A less common option is laparotomy, which uses one larger incision across the abdomen instead of several small ones. This is generally reserved for extensive disease that can’t be managed through the smaller openings.
Preparing for Diagnostic Surgery
If you’re scheduled for a laparoscopy, preparation typically starts the day before. You’ll need to stop eating and drinking after a specific time the night before, usually around 11:30 p.m., though clear liquids like water or apple juice are often allowed up to two hours before the procedure. An empty stomach reduces anesthesia risks.
You’ll be asked to shower with an antibacterial body wash containing chlorhexidine (sold under brand names like Hibiclens) the evening before. All body piercings, jewelry, and nail polish need to be removed. If you wear acrylic nails, at least one nail on each hand must come off so the surgical team can monitor your oxygen levels through your fingernail during the procedure. If you tend toward constipation, your doctor may recommend a laxative beforehand to make sure your bowels are empty, since a full bowel can obstruct the surgeon’s view.
How Endometriosis Is Staged
When endometriosis is confirmed surgically, it’s classified into one of four stages using a point-based system. Points are assigned based on the size and location of lesions on the peritoneum and ovaries, the extent of adhesions on the ovaries and fallopian tubes, and whether the space behind the uterus is partially or completely sealed off. The points are totaled:
- Stage 1 (Minimal): 1 to 5 points
- Stage 2 (Mild): 6 to 15 points
- Stage 3 (Moderate): 16 to 40 points
- Stage 4 (Severe): more than 40 points
One important thing to know: staging reflects the physical extent of the disease, not how much pain you experience. Someone with Stage 1 can have debilitating symptoms, while someone with Stage 4 may have relatively mild pain. The staging is most useful for surgical planning and fertility assessments, not for predicting your day-to-day experience.
A Saliva Test on the Horizon
One of the biggest developments in endometriosis diagnosis is a saliva-based test that measures small molecules called microRNAs. In a multicenter clinical study of 971 symptomatic women across 17 hospitals in France, published in NEJM Evidence, the test demonstrated 97.3% sensitivity, 94.1% specificity, and an overall accuracy of 96.6%. Those numbers rival surgical diagnosis, and the test requires nothing more than a saliva sample.

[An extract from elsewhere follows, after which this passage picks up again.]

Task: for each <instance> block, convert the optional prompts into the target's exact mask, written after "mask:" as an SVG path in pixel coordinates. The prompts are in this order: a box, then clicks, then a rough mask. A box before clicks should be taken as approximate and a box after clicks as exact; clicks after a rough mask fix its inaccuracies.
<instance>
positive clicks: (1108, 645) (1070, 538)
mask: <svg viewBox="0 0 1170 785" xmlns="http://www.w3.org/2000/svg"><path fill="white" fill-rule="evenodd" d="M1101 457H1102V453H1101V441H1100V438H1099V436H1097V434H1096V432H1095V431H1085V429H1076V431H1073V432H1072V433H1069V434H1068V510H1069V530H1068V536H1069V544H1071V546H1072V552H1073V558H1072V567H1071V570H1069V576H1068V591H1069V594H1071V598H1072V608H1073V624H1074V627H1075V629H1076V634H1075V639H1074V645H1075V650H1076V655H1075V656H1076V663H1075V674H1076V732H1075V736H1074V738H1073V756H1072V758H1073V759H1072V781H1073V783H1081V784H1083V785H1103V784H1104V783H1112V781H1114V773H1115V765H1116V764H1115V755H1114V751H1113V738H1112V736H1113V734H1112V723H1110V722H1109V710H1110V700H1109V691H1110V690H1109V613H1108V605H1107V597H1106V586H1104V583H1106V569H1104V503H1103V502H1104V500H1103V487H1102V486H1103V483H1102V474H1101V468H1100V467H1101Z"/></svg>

This test is not yet widely available, but it represents a potential shift away from the years-long diagnostic journey many patients currently face. If validated in broader populations and approved by regulatory agencies in more countries, it could dramatically shorten the gap between first symptoms and a confirmed diagnosis.
Why Diagnosis Takes So Long
The average delay from the onset of symptoms to a confirmed endometriosis diagnosis is between 5 and 8 years, and research shows this timeline has not improved much over the past two decades. Several factors contribute. Symptoms like painful periods, pelvic pain, and pain during sex overlap with many other conditions. Mild or superficial endometriosis doesn’t always show up on imaging. And because a definitive diagnosis has traditionally required surgery, many doctors and patients reasonably try to manage symptoms with medication first, pushing back the timeline for a formal diagnosis.
If you’re in the process of being evaluated, knowing the full range of diagnostic tools available, from specialized ultrasound to MRI to laparoscopy, can help you have a more informed conversation with your doctor about which next step makes sense for your situation.